Rezo para que, en el próximo año, los cubanos sepamos conservar todo lo bello que tenemos: la chispa, las iniciativas, las ocurrencias, el amor a Dios y a la Virgen de la Caridad , el apego a la familia y a la tierra cubana, el amor a los hijos y la alegría. Que no dejemos morir lo bueno y bello que hay en nosotros.
Una costumbre muy linda que hemos sabido conservar entre nosotros es que, en Navidad y Año Nuevo, nos felicitamos mutuamente. ¡Felicidades!, nos dicen. Y nosotros contestamos: ¡Lo propio! o también ¡Igualmente! Y eso es encantador, porque el verbo felicitar viene del latín felicitare , que significa hacer feliz. ¿Se imaginan ustedes qué distinto sería este mundo, Cuba, Guantánamo, nuestras comunidades, nuestras familias, si cada uno se propusiera felicitar, o sea, hacer feliz a los que lo rodean?… ¿si cada uno se dedicara a pensar menos en su propia felicidad para buscar la felicidad de los demás?... ¿si los esposos y esposas se dijeran mutuamente “yo quiero hacerte feliz a ti” ? Si hacemos esto, habrá Navidad. Ojalá que en esta Navidad le abramos nuestro corazón a Jesucristo. Ojalá que en esta Navidad perdonemos de corazón a quien nos haya ofendido. Ojalá que en esta Navidad alegremos el corazón de un enfermo o de un viejito del Hogar de Ancianos.
No quiero terminar sin aprovechar esta oportunidad de poder hablarles por la radio para adelantarles una buena noticia que espero ampliar próximamente: Si Dios quiere, el domingo 24 de febrero, inauguraremos la sede del Obispado de Guantánamo-Baracoa, en la calle Paseo entre San Gregorio y Cuartel. Para tan gran acontecimiento, contaremos con la presencia de Su Eminencia, el Cardenal Tarcisio Bertone, Secretario de Estado del Papa Benedicto XVI. Será la primera vez que una persona de tan alta responsabilidad en la Iglesia Católica visite nuestra provincia. Ese domingo, a las 9 de la mañana, él presidirá una Misa solemne en la Plaza Pedro Agustín Pérez para luego, al terminar, ir todos hasta el Obispado y dejarlo inaugurado.

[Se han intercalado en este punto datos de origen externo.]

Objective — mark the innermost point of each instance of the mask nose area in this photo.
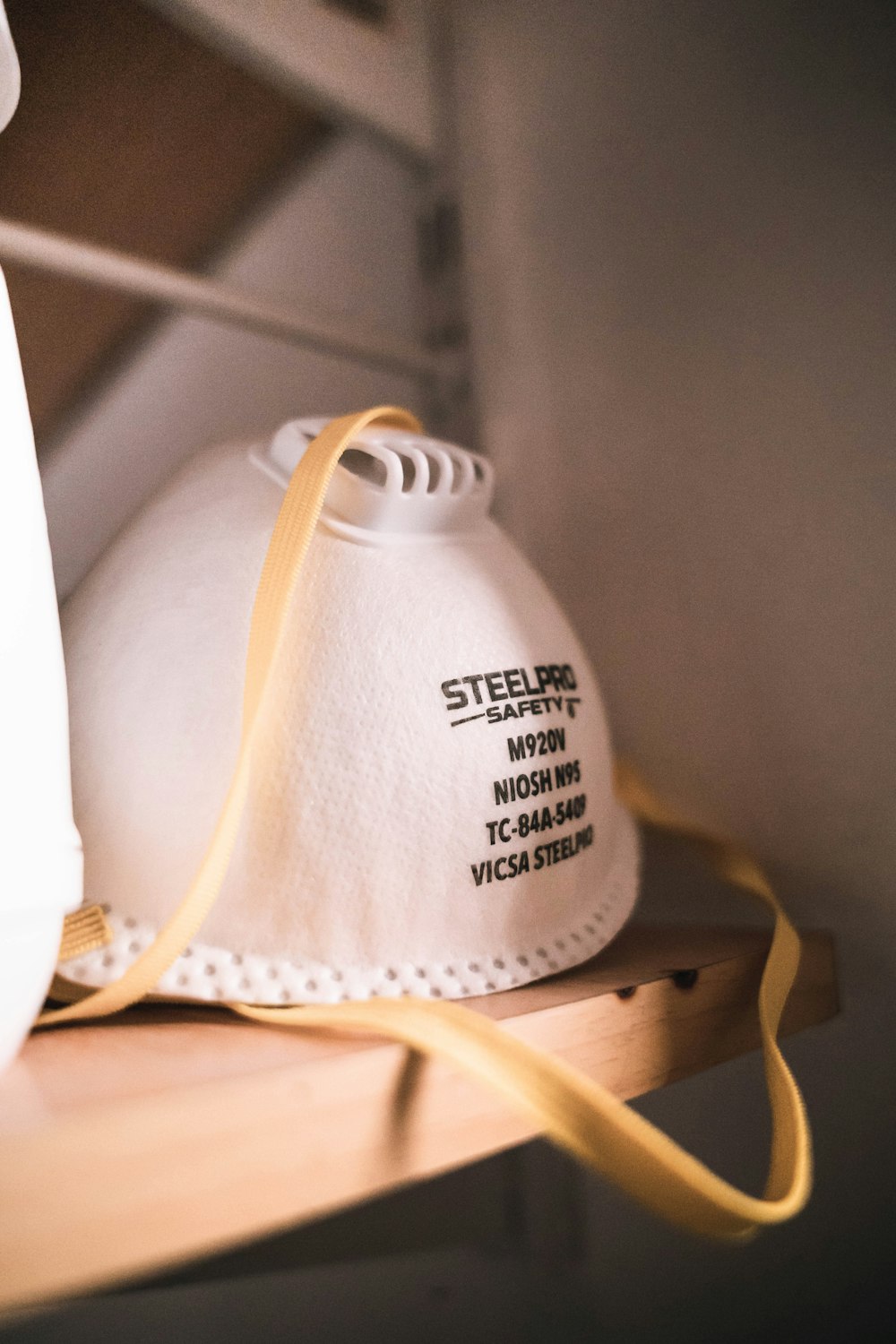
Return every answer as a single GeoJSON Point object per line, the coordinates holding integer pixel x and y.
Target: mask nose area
{"type": "Point", "coordinates": [390, 484]}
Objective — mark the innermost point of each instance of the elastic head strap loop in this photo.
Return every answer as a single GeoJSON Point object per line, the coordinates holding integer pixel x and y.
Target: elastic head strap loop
{"type": "Point", "coordinates": [576, 1113]}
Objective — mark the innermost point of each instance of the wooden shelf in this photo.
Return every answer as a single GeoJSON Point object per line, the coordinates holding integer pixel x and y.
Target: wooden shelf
{"type": "Point", "coordinates": [169, 1132]}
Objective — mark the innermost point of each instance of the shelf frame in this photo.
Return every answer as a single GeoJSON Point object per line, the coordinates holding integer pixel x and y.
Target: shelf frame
{"type": "Point", "coordinates": [168, 1133]}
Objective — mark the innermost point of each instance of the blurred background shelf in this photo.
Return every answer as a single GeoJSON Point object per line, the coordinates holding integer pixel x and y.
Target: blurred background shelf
{"type": "Point", "coordinates": [169, 1133]}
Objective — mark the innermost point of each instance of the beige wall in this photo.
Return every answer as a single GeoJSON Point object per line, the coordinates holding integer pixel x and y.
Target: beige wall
{"type": "Point", "coordinates": [680, 239]}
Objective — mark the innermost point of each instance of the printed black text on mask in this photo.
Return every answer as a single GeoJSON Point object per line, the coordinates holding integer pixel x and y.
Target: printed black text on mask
{"type": "Point", "coordinates": [520, 690]}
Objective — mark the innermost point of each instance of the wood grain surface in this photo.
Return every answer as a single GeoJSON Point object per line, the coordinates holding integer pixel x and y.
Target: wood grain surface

Será muy buena la ocasión para reunirnos una vez más y dar gracias a Dios. ¡ Ojalá que todos puedan participar en esta celebración!
Quiero, además, que esta bendición por la Navidad que ahora les imparto descienda especialmente sobre los enfermos, los presos, los minusválidos, los que viven solos, los que están lejos de su familia y de su tierra cubana, los que sufren, los que se sienten tristes, los que lamentan la muerte reciente de un ser querido, y los que han perdido la virtud de la esperanza. ¡Feliz Navidad y próspero Año Nuevo!, les desea su Obispo, que ahora los bendice.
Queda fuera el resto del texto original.